It appears a resolution to Pennsylvania’s months-long budget impasse is in sight, and so far it doesn’t include a new severance tax on the state’s natural gas industry.
Multiple Pennsylvania news outlets reported late Monday and early Tuesday that Democratic Gov. Tom Wolf and Republicans in the Pennsylvania General Assembly had agreed on the framework for a deal that could end a stalemate that has pushed the state four months past its deadline to adopt a budget.
Though no deal had been reached as of Tuesday afternoon, all indications were that Wolf’s original proposal to impose a natural gas severance tax -- which has been staunchly opposed by trade groups and Republican lawmakers -- is not under consideration.
“As things stand today, the Marcellus tax is off the table completely and not a part of budget negotiations,” said Jay Ostrich, a spokesman for Republican House Speaker Mike Turzai.
Mike Herzing, a spokesman for the Democratic caucus in Pennsylvania’s General Assembly, said the two parties have been working from a “very, very broad framework” of what a budget deal might look like. As of Monday, Herzing said, a natural gas severance tax “was not part of the framework being discussed in all four caucuses,” though he noted that “things could drop off and still be added.”
Both Herzing and Ostrich characterized negotiations as far from complete.
Ostrich, who called the severance tax proposal a “de facto moratorium on the industry,” said proponents of the tax now appear willing to concede that it is “probably not going to happen and are looking for revenues elsewhere.”
“We have seen very positive signs from the administration that they’re willing to really get down to brass tacks and iron out the details, but as we know, the devil is in the details, and we’re still in that devilish area,” Ostrich said.

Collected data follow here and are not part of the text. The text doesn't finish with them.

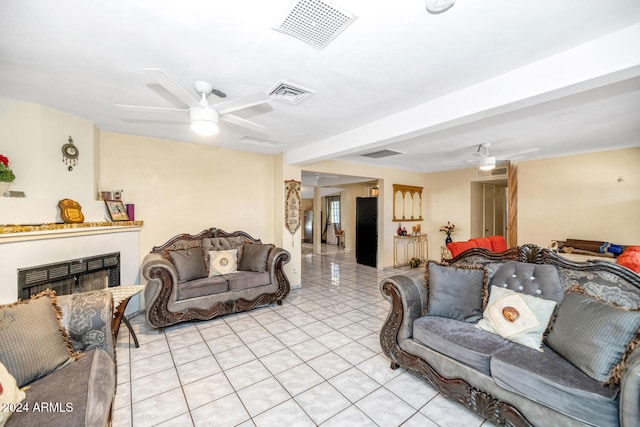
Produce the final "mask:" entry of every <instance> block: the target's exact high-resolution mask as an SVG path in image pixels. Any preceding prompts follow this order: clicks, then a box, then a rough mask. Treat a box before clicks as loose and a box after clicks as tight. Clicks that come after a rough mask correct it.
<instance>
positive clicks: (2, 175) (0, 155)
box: [0, 154, 16, 182]
mask: <svg viewBox="0 0 640 427" xmlns="http://www.w3.org/2000/svg"><path fill="white" fill-rule="evenodd" d="M14 179H16V176H15V174H14V173H13V171H12V170H11V168H10V167H9V159H8V158H7V157H5V156H3V155H2V154H0V181H2V182H13V180H14Z"/></svg>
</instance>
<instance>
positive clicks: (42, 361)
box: [0, 289, 76, 387]
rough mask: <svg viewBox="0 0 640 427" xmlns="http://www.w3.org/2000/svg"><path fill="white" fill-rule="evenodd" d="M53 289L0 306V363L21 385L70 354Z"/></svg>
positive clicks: (64, 357) (70, 347) (64, 361)
mask: <svg viewBox="0 0 640 427" xmlns="http://www.w3.org/2000/svg"><path fill="white" fill-rule="evenodd" d="M60 317H61V314H60V309H59V308H58V306H57V305H56V297H55V292H53V291H52V290H49V289H47V290H46V291H43V292H40V293H39V294H38V295H34V296H33V297H32V298H31V299H29V300H25V301H18V302H16V303H13V304H10V305H5V306H1V307H0V325H1V326H2V327H0V343H1V344H0V363H2V364H4V365H5V366H6V367H7V370H8V371H9V372H10V373H11V375H13V376H14V377H15V379H16V383H17V384H18V387H22V386H24V385H25V384H28V383H30V382H32V381H34V380H36V379H38V378H40V377H43V376H45V375H47V374H48V373H50V372H52V371H54V370H55V369H57V368H58V367H59V366H60V365H62V364H63V363H65V362H66V361H67V360H69V358H70V357H71V356H75V355H76V354H75V353H74V352H73V351H72V350H71V345H70V342H69V337H68V335H67V333H66V331H65V329H64V328H63V326H62V323H61V321H60Z"/></svg>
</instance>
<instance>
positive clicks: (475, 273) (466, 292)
mask: <svg viewBox="0 0 640 427" xmlns="http://www.w3.org/2000/svg"><path fill="white" fill-rule="evenodd" d="M487 277H488V276H487V274H486V272H485V270H484V269H483V268H482V267H479V266H471V265H470V266H456V267H453V266H448V265H443V264H440V263H437V262H434V261H429V262H428V263H427V267H426V270H425V284H426V286H427V292H428V299H427V310H426V314H429V315H431V316H442V317H448V318H451V319H457V320H462V321H465V322H472V323H474V322H477V321H478V320H480V318H482V309H483V301H484V298H485V297H486V295H487V288H486V286H487V281H488V280H487Z"/></svg>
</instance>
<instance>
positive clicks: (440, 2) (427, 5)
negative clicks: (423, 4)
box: [427, 0, 456, 14]
mask: <svg viewBox="0 0 640 427" xmlns="http://www.w3.org/2000/svg"><path fill="white" fill-rule="evenodd" d="M455 2H456V0H427V12H429V13H433V14H436V13H442V12H445V11H446V10H448V9H450V8H451V7H452V6H453V4H454V3H455Z"/></svg>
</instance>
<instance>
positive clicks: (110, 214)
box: [104, 200, 129, 222]
mask: <svg viewBox="0 0 640 427" xmlns="http://www.w3.org/2000/svg"><path fill="white" fill-rule="evenodd" d="M104 203H105V205H106V206H107V212H109V218H111V221H114V222H115V221H129V215H127V208H125V206H124V203H123V202H122V200H105V201H104Z"/></svg>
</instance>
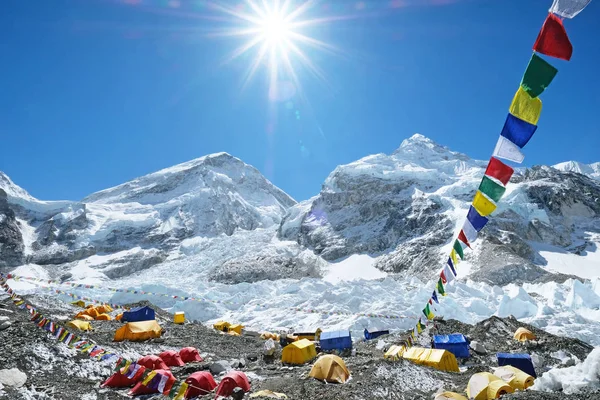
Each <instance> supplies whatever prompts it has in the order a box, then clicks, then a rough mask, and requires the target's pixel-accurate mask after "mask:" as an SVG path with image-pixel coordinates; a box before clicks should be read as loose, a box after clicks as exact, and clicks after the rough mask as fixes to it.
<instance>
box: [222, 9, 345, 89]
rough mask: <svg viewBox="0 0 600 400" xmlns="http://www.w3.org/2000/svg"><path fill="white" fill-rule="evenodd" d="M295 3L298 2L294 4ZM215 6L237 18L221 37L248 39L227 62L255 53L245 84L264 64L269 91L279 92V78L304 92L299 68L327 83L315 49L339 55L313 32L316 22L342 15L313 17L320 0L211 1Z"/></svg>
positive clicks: (333, 20)
mask: <svg viewBox="0 0 600 400" xmlns="http://www.w3.org/2000/svg"><path fill="white" fill-rule="evenodd" d="M292 3H295V4H298V3H300V4H299V5H296V6H293V4H292ZM211 4H212V7H213V8H214V9H216V10H219V11H221V12H223V13H225V14H227V15H229V16H231V17H233V18H234V22H235V27H232V28H227V29H224V30H223V31H221V32H219V33H218V34H217V35H218V36H236V37H242V38H245V40H244V42H243V43H242V44H241V45H239V46H238V47H237V48H236V49H235V50H234V51H233V52H232V53H231V54H230V55H229V56H228V57H227V58H226V59H225V60H224V62H225V63H227V62H231V61H233V60H235V59H237V58H239V57H241V56H242V55H246V54H251V53H253V57H251V61H250V63H249V65H248V68H247V71H246V74H245V77H244V80H243V85H242V86H243V87H245V86H246V85H247V84H248V82H250V81H251V80H252V78H253V76H254V75H255V74H256V72H257V70H258V69H259V68H260V67H265V68H266V70H267V71H268V76H269V93H276V92H277V85H278V82H279V80H281V79H285V80H289V81H292V82H293V84H294V86H295V88H296V90H297V91H301V84H300V75H299V71H300V70H301V69H302V70H306V71H308V72H309V73H310V74H311V75H312V76H314V77H316V78H317V79H319V80H321V81H323V82H324V83H327V79H326V78H325V74H324V73H323V71H322V70H321V68H320V67H319V66H317V65H316V64H315V63H314V62H313V61H312V60H311V57H310V54H311V52H313V51H316V50H318V51H326V52H328V53H330V54H339V53H340V51H339V50H338V49H337V48H335V47H334V46H332V45H330V44H327V43H325V42H323V41H320V40H318V39H315V38H313V37H311V36H310V35H309V31H310V29H311V28H313V27H314V26H316V25H322V24H327V23H329V22H332V21H335V20H338V19H340V17H335V18H326V17H318V18H317V17H314V16H313V17H312V18H309V17H308V16H307V15H308V14H310V13H311V11H313V14H314V11H315V5H316V4H317V0H302V1H300V0H260V2H259V1H258V0H245V2H244V3H242V4H241V5H238V6H237V7H232V6H228V5H224V4H231V3H230V2H228V1H227V2H223V3H211Z"/></svg>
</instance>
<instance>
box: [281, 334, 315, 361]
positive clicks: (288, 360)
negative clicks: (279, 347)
mask: <svg viewBox="0 0 600 400" xmlns="http://www.w3.org/2000/svg"><path fill="white" fill-rule="evenodd" d="M316 357H317V350H316V349H315V344H314V343H313V342H311V341H310V340H307V339H301V340H298V341H297V342H294V343H291V344H289V345H287V346H285V347H284V348H283V350H282V352H281V362H282V363H286V364H304V363H307V362H309V361H310V360H312V359H314V358H316Z"/></svg>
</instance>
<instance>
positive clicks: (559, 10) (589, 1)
mask: <svg viewBox="0 0 600 400" xmlns="http://www.w3.org/2000/svg"><path fill="white" fill-rule="evenodd" d="M591 1H592V0H554V3H552V7H550V10H548V11H550V12H551V13H554V14H556V15H560V16H561V17H563V18H573V17H575V16H576V15H577V14H579V13H580V12H581V11H583V9H584V8H585V7H587V5H588V4H590V2H591Z"/></svg>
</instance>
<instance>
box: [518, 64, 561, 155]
mask: <svg viewBox="0 0 600 400" xmlns="http://www.w3.org/2000/svg"><path fill="white" fill-rule="evenodd" d="M557 72H558V70H557V69H556V68H554V67H553V66H552V65H550V63H548V62H547V61H546V60H544V59H543V58H542V57H540V56H538V55H537V54H533V55H532V56H531V60H529V64H528V65H527V69H526V70H525V74H524V75H523V79H522V80H521V87H522V88H523V89H524V90H525V91H526V92H527V93H528V94H529V95H530V96H531V97H538V96H539V95H540V94H542V92H543V91H544V90H545V89H546V88H547V87H548V86H550V83H551V82H552V80H553V79H554V77H555V76H556V73H557ZM519 147H523V146H519Z"/></svg>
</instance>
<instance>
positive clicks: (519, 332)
mask: <svg viewBox="0 0 600 400" xmlns="http://www.w3.org/2000/svg"><path fill="white" fill-rule="evenodd" d="M513 338H515V339H516V340H518V341H519V342H526V341H527V340H535V339H536V337H535V335H534V334H533V332H531V331H530V330H529V329H525V328H519V329H517V330H516V331H515V334H514V335H513Z"/></svg>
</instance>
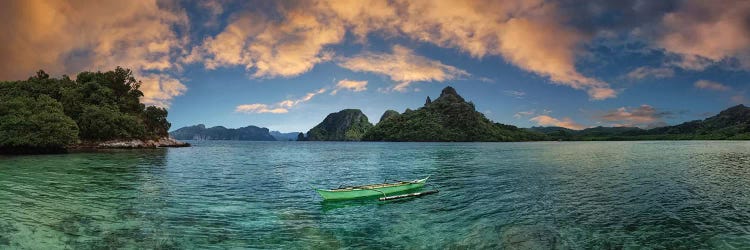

“By no means are we spiking the football or taking a victory lap. There’s a lot of work to be done left. We will be working diligently in the next two weeks to try to work something out, but certainly, at least from the speaker’s standpoint, the severance tax is a nonstarter, continues to be a nonstarter.”
Multiple news outlets reported on terms of the agreement so far, which centers around increases in education funding and an increase in the state sales tax weighed against a decrease in property taxes.
Wolf’s office did not immediately respond to a pair of inquiries Tuesday, but in a statement posted to his campaign website Monday, Wolf touted having “secured a commitment from GOP leaders for a historic investment in public education.
“After months of obstruction, we’ve made real progress on a budget deal and for the first time I’m optimistic we can see the light at the end of the tunnel,” Wolf wrote.
The statement made no mention of the severance tax Wolf had originally proposed to help pay for increases in education funding.
Earlier this year, Wolf outlined a plan to tax natural gas production at 5% of the market price with a 4.7 cent/Mcf volumetric fee (see Shale Daily, Feb. 11). Pennsylvania currently imposes a flat impact fee charged on all wells drilled in the state, which has generated roughly $200 million/year since its inception in 2012 (see Shale Daily, Feb. 15, 2012).
Wolf has argued that his severance tax proposal would bring Pennsylvania in line with how other states tax their extractive industries.
“We sit on one of the largest natural gas deposits in the world. We have the natural resources to actually do something about the problem here,” Wolf said in February. “A severance tax on that resource would be something that’s really appropriate. How radical would that be? Well, Texas does it; Oklahoma does it; North Dakota does it; Alaska, Louisiana, they do it, and West Virginia does it.”
Debate over Wolf’s severance tax proposal has been a key sticking point during budget talks. This summer, Wolf vetoed a Republican budget that did not include a severance tax (see Shale Daily, July 1).
Wolf has estimated that his severance tax proposal would generate up to $1 billion in its first year, but critics have said it would generate much less.
“We believe that they have finally seen that the numbers that they had promised simply weren’t there,” Ostrich said. “They had proposed that they were going to be able to raise $1 billion taxing the industry, and they realized that the current pressures faced by the industry, the downward pressures faced by the industry, along with the current pricing certainly brings them nowhere even close or in the ballpark to what they thought they could bring in.”